From: David Gibson <david@gibson.dropbear.id.au>
To: Stefano Brivio <sbrivio@redhat.com>, passt-dev@passt.top
Cc: Jon Maloy <jmaloy@redhat.com>,
David Gibson <david@gibson.dropbear.id.au>
Subject: [PATCH 4/7] udp: Deal with errors as we go in udp_sock_fwd()
Date: Tue, 15 Apr 2025 17:16:21 +1000 [thread overview]
Message-ID: <20250415071624.2618589-5-david@gibson.dropbear.id.au> (raw)
In-Reply-To: <20250415071624.2618589-1-david@gibson.dropbear.id.au>
When we get an epoll event on a listening socket, we first deal with any
errors (udp_sock_errs()), then with any received packets (udp_sock_fwd()).
However, it's theoretically possible that new errors could get flagged on
the socket after we call udp_sock_errs(), in which case we could get errors
returned in in udp_sock_fwd() -> udp_peek_addr() -> recvmsg().

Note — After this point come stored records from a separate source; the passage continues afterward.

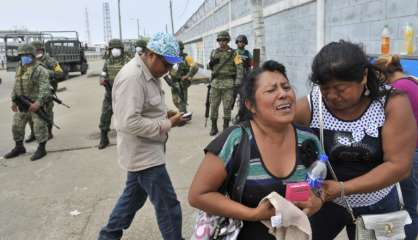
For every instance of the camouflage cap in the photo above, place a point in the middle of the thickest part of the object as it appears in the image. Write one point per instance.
(37, 45)
(26, 49)
(141, 43)
(166, 45)
(115, 43)
(223, 35)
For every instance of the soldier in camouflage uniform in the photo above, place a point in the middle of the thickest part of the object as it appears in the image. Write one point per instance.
(227, 73)
(113, 64)
(181, 76)
(32, 81)
(55, 71)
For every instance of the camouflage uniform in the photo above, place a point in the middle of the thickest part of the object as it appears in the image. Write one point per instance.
(224, 81)
(244, 53)
(32, 81)
(185, 69)
(54, 71)
(110, 70)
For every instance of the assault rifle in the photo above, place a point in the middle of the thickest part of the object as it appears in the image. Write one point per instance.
(23, 103)
(170, 82)
(56, 99)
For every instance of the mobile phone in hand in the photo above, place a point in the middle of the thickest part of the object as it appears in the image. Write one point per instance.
(187, 116)
(298, 192)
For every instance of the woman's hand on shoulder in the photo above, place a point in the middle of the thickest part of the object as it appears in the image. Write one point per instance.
(303, 112)
(311, 206)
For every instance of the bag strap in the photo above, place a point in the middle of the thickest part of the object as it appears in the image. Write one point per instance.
(334, 176)
(244, 157)
(239, 166)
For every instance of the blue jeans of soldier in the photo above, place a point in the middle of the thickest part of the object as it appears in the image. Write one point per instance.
(155, 183)
(410, 196)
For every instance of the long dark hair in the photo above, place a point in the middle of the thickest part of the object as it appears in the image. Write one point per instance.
(346, 61)
(248, 88)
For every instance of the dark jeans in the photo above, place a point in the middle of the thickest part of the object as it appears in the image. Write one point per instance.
(155, 183)
(328, 222)
(410, 196)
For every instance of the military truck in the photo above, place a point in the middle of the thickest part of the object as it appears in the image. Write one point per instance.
(68, 51)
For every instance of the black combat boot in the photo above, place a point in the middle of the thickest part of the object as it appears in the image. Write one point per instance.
(16, 151)
(31, 138)
(214, 129)
(39, 153)
(226, 124)
(104, 140)
(50, 135)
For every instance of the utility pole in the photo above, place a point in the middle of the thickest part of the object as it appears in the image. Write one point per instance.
(120, 23)
(258, 27)
(171, 16)
(88, 27)
(137, 26)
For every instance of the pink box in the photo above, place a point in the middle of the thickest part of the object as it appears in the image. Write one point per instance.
(298, 192)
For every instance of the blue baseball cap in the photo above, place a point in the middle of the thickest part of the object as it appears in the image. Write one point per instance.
(165, 45)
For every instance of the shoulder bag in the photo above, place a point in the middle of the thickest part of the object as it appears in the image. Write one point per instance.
(212, 227)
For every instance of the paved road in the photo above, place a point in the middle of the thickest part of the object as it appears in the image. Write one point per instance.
(36, 198)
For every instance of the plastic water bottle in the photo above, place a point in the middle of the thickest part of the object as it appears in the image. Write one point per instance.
(385, 41)
(317, 172)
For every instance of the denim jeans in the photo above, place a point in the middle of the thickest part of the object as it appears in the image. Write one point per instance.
(410, 196)
(155, 183)
(328, 222)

In fact, we do deal with this correctly, although the path is somewhat
non-obvious. The recvmsg() error will cause us to bail out of
udp_sock_fwd(), but the EPOLLERR event will now be flagged, so we'll come
back here next epoll loop and call udp_sock_errs().
Except.. we call udp_sock_fwd() from udp_flush_flow() as well as from
epoll events. This is to deal with any packets that arrived between bind()
and connect(), and so might not be associated with the socket's intended
flow. This expects udp_sock_fwd() to flush _all_ queued datagrams, so that
anything received later must be for the correct flow.
At the moment, udp_sock_errs() might fail to flush all datagrams if errors
occur. In particular this can happen in practice for locally reported
errors which occur immediately after connect() (e.g. connecting to a local
port with nothing listening).
We can deal with the problem case, and also make the flow a little more
natural for the common case by having udp_sock_fwd() call udp_sock_errs()
to handle errors as the occur, rather than trying to deal with all errors
in advance.
Signed-off-by: David Gibson <david@gibson.dropbear.id.au>
---
udp.c | 45 ++++++++++++++++++++++++++-------------------
1 file changed, 26 insertions(+), 19 deletions(-)
diff --git a/udp.c b/udp.c
index c51ac955..0bec499d 100644
--- a/udp.c
+++ b/udp.c
@@ -601,7 +601,7 @@ static int udp_sock_errs(const struct ctx *c, int s, flow_sidx_t sidx)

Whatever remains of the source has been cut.